Shares of Advanced Micro Devices fell nearly 10 per cent on Friday after the number two maker of processors for PCs warned of substantially lower profits caused by a price war with Intel, its bigger rival.
AMD said its fourth-quarter gross margin and operating income were “impacted by significantly lower microprocessor average selling prices, which largely offset a significant increase in unit sales”. Operating income was “expected to be positive but substantially lower than in the third quarter”, it said, and sales should increase 3 per cent to about $1.37bn.
Adding in expected revenues of $350m from ATI, its graphics chipmaker acquired in October for $5.4bn, a sales total of $1.72bn is below analyst expectations of $1.85bn for the fourth quarter. AMD’s shares fell 9.51 per cent to $18.26 in New Yrok trading.
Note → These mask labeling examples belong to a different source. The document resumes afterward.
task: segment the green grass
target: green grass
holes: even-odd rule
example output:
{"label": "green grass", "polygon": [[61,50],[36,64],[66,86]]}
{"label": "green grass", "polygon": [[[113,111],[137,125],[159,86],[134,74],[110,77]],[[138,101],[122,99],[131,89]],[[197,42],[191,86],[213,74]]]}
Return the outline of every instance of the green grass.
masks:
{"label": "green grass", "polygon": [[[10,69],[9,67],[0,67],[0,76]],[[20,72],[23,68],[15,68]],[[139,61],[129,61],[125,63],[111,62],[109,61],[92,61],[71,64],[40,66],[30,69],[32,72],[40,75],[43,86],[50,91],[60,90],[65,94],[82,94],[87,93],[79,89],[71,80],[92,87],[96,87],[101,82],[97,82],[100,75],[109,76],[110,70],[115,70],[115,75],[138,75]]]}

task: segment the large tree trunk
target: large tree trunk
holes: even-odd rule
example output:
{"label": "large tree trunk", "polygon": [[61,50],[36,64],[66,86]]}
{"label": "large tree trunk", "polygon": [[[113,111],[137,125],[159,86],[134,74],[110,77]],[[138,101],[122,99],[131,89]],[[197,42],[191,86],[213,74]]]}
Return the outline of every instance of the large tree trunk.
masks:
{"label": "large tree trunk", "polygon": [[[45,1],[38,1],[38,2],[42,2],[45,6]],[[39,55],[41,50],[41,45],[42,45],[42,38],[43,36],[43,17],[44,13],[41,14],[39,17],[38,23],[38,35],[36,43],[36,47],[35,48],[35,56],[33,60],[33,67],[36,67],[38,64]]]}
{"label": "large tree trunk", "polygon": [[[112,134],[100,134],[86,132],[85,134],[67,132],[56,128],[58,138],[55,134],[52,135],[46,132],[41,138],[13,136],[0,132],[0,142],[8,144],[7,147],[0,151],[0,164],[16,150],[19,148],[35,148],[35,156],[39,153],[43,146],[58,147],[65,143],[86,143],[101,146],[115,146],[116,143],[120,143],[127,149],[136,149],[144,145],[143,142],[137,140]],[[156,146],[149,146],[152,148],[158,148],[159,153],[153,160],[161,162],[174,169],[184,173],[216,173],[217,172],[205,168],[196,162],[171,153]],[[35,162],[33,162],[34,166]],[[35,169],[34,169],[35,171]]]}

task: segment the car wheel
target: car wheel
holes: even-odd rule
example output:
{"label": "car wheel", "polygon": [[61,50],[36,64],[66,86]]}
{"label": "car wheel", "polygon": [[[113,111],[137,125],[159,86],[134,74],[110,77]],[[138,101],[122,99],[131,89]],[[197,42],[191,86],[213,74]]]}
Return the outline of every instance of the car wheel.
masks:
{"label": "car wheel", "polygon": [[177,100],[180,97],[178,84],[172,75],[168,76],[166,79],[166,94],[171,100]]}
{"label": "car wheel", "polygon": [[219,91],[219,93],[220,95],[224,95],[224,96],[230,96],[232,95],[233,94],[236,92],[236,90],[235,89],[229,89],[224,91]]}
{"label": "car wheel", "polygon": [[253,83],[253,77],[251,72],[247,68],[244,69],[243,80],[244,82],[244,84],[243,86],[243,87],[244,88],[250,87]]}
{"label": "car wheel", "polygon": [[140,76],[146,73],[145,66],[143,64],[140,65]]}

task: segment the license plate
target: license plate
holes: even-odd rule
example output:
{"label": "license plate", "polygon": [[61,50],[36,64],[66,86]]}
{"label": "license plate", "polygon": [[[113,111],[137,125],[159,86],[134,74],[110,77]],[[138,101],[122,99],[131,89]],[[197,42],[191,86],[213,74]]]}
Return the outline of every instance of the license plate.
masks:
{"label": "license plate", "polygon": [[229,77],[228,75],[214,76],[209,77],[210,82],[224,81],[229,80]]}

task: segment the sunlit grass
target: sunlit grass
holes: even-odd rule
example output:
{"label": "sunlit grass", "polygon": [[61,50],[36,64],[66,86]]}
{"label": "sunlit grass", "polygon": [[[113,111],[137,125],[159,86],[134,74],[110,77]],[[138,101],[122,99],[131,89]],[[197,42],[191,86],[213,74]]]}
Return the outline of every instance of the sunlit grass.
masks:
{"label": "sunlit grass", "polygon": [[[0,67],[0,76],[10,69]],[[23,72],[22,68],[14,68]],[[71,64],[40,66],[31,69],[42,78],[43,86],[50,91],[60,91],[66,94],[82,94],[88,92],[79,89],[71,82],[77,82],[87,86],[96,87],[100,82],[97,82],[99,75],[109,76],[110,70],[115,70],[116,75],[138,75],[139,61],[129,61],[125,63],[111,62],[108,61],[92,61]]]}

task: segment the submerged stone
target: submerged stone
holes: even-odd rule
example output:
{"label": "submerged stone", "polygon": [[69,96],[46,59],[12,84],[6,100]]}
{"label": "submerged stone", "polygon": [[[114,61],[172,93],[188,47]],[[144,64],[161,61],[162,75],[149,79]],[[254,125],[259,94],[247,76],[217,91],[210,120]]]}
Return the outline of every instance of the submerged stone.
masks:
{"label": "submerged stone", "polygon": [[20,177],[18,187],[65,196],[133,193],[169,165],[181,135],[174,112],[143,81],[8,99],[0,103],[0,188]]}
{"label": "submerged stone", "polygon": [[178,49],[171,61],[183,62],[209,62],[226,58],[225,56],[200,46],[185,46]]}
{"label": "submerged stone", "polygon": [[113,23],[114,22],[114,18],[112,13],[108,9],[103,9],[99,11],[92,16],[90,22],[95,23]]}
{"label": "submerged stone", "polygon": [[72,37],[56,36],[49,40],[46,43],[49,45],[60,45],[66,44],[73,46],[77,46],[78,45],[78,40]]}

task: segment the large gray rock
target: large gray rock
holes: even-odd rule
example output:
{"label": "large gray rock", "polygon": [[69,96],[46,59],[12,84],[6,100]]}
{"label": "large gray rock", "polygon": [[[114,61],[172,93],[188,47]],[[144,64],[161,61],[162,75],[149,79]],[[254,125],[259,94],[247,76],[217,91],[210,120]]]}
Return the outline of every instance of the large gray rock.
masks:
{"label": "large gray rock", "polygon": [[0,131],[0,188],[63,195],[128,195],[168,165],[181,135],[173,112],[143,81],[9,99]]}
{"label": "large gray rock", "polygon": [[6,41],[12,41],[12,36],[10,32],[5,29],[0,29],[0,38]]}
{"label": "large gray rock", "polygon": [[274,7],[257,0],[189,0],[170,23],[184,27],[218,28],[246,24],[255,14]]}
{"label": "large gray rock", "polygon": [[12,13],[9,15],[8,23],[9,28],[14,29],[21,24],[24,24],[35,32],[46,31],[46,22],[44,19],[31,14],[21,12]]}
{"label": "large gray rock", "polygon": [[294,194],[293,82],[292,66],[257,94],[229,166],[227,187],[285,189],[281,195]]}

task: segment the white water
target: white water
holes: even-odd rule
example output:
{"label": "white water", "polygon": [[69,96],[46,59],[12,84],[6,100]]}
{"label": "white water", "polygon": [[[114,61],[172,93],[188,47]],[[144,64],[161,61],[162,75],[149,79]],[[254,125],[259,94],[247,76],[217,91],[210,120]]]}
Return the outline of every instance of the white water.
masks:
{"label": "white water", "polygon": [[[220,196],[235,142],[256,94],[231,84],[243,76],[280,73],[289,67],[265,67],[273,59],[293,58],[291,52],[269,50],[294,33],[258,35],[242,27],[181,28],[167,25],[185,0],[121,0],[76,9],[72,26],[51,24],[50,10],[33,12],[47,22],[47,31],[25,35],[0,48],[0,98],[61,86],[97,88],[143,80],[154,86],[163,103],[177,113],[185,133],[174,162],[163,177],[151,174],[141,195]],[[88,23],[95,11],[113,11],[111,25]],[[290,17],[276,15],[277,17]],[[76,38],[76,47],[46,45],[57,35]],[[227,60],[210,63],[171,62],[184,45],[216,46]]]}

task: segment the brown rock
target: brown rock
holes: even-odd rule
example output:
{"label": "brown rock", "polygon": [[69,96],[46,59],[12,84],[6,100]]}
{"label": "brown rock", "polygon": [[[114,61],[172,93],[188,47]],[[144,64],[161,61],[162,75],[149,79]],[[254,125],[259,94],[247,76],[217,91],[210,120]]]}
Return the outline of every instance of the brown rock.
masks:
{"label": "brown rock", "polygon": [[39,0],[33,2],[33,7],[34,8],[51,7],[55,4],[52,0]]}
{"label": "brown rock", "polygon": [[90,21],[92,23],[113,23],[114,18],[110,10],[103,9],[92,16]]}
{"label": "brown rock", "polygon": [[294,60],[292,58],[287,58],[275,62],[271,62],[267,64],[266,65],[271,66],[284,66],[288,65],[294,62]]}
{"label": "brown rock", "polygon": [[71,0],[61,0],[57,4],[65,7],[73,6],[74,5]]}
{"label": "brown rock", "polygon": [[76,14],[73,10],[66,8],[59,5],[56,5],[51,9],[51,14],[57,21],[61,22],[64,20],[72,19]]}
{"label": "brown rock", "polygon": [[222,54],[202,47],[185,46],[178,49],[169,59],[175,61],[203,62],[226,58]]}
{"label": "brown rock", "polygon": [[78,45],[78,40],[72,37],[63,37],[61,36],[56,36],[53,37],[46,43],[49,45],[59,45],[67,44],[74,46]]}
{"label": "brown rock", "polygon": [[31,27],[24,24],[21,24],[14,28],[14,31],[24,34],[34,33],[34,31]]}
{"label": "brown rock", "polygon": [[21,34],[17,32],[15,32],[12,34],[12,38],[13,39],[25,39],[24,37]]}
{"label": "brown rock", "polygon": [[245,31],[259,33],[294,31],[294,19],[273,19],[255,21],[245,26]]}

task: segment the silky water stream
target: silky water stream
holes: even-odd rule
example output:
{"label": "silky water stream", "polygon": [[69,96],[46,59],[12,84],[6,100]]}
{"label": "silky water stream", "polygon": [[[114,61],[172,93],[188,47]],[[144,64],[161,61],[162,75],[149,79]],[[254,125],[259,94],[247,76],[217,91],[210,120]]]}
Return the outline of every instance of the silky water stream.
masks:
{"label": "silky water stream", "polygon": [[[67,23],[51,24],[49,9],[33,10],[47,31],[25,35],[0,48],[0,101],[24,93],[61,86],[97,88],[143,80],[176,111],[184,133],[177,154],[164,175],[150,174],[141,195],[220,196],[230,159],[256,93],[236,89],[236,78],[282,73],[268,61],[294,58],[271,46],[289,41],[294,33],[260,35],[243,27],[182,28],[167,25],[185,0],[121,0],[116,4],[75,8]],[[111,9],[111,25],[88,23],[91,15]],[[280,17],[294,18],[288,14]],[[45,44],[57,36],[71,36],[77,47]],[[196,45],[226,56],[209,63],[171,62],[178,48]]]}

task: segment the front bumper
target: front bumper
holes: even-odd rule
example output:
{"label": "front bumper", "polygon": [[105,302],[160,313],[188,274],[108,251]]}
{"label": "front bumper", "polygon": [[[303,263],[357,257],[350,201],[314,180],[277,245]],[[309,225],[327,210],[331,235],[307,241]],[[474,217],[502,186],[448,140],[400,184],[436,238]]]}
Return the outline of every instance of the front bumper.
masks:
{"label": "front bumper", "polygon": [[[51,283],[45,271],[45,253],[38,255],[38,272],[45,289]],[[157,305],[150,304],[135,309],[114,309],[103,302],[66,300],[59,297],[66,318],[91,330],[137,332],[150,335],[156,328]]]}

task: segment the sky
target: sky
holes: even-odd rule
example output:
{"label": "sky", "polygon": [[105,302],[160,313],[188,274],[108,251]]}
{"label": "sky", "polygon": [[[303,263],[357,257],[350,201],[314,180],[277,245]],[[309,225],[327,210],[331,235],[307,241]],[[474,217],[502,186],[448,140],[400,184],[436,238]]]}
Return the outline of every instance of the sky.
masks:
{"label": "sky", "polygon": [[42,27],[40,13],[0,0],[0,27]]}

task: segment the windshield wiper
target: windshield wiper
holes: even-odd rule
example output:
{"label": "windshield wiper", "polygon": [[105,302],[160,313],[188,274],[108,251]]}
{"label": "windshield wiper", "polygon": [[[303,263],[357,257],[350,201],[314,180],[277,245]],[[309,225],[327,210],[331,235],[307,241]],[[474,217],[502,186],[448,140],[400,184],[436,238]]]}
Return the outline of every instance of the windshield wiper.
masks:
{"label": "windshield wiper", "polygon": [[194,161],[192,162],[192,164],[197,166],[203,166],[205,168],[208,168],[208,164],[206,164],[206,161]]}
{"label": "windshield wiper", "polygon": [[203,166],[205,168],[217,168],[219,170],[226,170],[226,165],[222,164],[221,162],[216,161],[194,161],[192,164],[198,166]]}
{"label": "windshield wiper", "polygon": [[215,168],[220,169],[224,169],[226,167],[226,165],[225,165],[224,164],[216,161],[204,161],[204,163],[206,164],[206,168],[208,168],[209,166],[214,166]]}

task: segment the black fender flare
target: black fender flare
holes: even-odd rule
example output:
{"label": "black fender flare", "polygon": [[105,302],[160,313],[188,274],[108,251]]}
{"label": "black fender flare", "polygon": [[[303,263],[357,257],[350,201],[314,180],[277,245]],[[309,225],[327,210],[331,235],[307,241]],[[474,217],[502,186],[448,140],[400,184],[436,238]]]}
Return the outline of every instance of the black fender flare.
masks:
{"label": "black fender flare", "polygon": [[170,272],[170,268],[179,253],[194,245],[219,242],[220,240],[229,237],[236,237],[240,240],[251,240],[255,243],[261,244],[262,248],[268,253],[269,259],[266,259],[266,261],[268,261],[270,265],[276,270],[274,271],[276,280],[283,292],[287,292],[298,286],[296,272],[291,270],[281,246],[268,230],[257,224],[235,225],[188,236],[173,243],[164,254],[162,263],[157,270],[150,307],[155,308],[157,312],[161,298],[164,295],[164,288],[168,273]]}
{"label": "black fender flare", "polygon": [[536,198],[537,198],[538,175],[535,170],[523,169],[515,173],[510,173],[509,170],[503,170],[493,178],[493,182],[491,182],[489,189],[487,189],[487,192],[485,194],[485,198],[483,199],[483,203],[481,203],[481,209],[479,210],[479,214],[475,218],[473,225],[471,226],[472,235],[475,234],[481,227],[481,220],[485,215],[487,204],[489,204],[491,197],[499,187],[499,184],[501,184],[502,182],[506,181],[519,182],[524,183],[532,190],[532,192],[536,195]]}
Sumit Dhanda, semiconductor analyst at Bank of America, described the figures as a big miss. He said AMD appeared to be under significant price pressure in its desktop and server processor businesses, largely due to Intel gaining market share.
Joe Osha, Merrill Lynch semiconductor analyst, lowered his 2007 earnings per share estimate to 15 cents, compared with a market consensus of $1.11, citing competitive pressures from Intel, slower demand and the need to digest its ATI acquisition as growth inhibitors.
A slower recovery than expected in ATI’s graphics card business and AMD’s need to ramp up capacity meant that the company could lose money in the first half of the year, he warned.
Glen Yeung at Citigroup downgraded AMD from “buy” to “hold”, saying it was coming under acute pricing pressure in its high-end server processors business from Intel.
Intel has turned the tables on AMD in recent months, introducing its first new architecture in five years and beating AMD to the launch of quad-core processors – chips with four brains. Intel has moved to cheaper manufacturing, based on smaller 65-nanometre circuitry, a year ahead of AMD.
Intel will announce its fourth-quarter results on Tuesday, with analysts expecting it to report market share gains.